While India is likely to refuse to play a role in situations where its own security is not directly threatened by Chinese aggression, the most burdensome challenge Washington faces in the Indo-Pacific is to secure meaningful military contributions to defeat the threat of Chinese aggression. 

It is possible that New Delhi will only offer tacit support during such circumstances. In spite of China being India’s most intimidating adversary, New Delhi still wants to avoid irreparably damaging its relationship with that country. Indian policymakers are acutely aware of the vast disparities in national power between China and India. 

New Delhi is not in a strong enough position so that it can provoke it neighbour and joining forces with the US in any military campaign against China certainly would ruffle a lot of feathers in Beijing. It is also impossible for India to escape its physical proximity to China. Having a long border with India, Beijing can significantly threaten Indian security -- a capability that has only grown over time.

The Indo-US partnership will be fundamentally asymmetrical for a long time to come. In seeking American support in its own confrontation with China, New Delhi intends to stay away from any US-China confrontation that does not directly affect its own interests. However, there is no doubt that India would wish for the US to prevail in any major conflict between Washington and Beijing in East Asia or the South China Sea.

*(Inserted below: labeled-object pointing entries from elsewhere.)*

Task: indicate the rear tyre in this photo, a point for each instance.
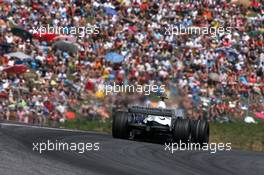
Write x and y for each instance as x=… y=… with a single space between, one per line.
x=120 y=128
x=200 y=132
x=182 y=130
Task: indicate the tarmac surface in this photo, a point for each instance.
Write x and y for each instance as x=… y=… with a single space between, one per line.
x=112 y=156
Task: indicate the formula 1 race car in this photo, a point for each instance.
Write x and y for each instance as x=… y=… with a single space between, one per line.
x=138 y=120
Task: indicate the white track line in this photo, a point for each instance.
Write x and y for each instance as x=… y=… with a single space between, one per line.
x=47 y=128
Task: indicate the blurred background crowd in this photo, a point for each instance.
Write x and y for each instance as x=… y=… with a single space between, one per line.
x=53 y=77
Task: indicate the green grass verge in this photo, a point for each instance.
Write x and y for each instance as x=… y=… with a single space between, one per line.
x=240 y=135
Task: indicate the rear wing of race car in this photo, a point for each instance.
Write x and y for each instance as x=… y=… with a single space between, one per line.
x=156 y=111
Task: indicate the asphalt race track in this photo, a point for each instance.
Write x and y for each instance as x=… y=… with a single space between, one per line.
x=117 y=157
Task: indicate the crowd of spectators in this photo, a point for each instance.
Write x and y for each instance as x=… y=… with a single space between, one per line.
x=214 y=75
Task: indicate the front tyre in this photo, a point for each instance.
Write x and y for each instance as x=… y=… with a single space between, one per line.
x=182 y=130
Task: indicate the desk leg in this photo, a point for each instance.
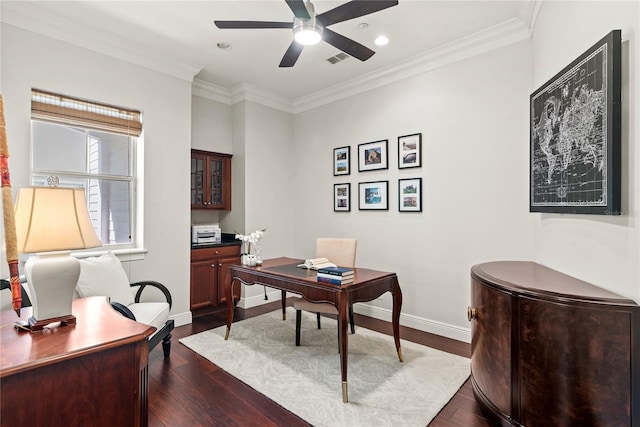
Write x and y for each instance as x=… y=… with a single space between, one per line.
x=344 y=345
x=397 y=305
x=228 y=290
x=284 y=305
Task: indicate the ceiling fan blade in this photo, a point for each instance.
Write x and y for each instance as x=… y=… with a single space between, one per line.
x=354 y=9
x=298 y=8
x=347 y=45
x=252 y=24
x=292 y=54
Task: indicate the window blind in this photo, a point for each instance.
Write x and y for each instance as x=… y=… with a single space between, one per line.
x=57 y=108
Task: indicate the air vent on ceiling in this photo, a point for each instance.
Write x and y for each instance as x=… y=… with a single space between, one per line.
x=338 y=58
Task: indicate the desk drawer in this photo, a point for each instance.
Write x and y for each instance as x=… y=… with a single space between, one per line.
x=217 y=252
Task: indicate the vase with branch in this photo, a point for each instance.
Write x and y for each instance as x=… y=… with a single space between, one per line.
x=249 y=242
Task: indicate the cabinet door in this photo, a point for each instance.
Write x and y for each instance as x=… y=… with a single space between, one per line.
x=575 y=364
x=203 y=289
x=198 y=180
x=224 y=277
x=491 y=346
x=218 y=182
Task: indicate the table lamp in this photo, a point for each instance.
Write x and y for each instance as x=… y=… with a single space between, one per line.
x=52 y=221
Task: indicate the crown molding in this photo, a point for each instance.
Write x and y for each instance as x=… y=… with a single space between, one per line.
x=26 y=16
x=496 y=37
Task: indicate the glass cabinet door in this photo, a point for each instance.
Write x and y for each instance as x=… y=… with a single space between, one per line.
x=216 y=173
x=197 y=180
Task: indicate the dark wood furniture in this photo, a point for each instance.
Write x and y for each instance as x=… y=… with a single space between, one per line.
x=282 y=273
x=549 y=349
x=210 y=180
x=209 y=274
x=94 y=373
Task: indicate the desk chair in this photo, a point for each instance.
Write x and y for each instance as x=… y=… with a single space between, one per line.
x=341 y=252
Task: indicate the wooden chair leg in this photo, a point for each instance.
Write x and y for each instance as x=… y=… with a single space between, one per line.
x=166 y=345
x=298 y=321
x=353 y=326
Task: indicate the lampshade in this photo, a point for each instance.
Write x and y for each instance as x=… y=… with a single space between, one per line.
x=53 y=219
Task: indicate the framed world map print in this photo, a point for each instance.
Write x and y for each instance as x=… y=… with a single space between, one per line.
x=575 y=135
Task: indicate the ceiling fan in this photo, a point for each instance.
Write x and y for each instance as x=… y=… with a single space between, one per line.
x=309 y=28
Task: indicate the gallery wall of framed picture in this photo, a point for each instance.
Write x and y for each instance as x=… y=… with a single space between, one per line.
x=374 y=156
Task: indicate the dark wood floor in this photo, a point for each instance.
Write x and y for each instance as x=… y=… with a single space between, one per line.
x=188 y=390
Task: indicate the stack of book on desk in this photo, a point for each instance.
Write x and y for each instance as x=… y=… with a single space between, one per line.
x=335 y=275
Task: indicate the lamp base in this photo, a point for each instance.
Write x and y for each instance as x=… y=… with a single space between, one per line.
x=38 y=325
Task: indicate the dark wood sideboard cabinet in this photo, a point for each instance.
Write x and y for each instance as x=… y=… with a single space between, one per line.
x=210 y=272
x=210 y=180
x=93 y=373
x=548 y=349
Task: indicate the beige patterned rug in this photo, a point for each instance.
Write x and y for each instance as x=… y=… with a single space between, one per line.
x=261 y=352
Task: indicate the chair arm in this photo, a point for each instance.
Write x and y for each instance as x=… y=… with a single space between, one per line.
x=153 y=284
x=122 y=309
x=6 y=284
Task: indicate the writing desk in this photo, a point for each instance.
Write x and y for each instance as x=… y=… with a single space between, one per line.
x=282 y=273
x=91 y=373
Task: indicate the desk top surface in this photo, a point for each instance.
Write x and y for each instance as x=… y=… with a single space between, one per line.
x=287 y=267
x=98 y=327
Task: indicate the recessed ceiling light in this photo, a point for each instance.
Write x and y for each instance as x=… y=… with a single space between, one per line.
x=381 y=40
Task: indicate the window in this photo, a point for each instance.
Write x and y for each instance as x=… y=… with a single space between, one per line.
x=92 y=146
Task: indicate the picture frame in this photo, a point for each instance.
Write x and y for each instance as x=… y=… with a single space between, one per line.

Thus, strengthening defence ties between Delhi and Washington must not be interpreted as either supporting the liberal international order or participating in collective defence efforts against China. Policymakers in India see the intensifying security relationship as a means to boost India’s own national defence capabilities without obligated support for other global crises. Despite the rapid expansion of the partnership, India has avoided becoming the junior partner -- or even a confederate -- of any great power.

There is no doubt that the US will assist India to the extent that is compatible with its interests. No matter how generous its support, it should not expect India to join any military coalition against China as a result of its support. India’s relationship with the US differs fundamentally from the relationship with its allies. The present US dispensation would certainly do well to appreciate this reality rather than try to change it.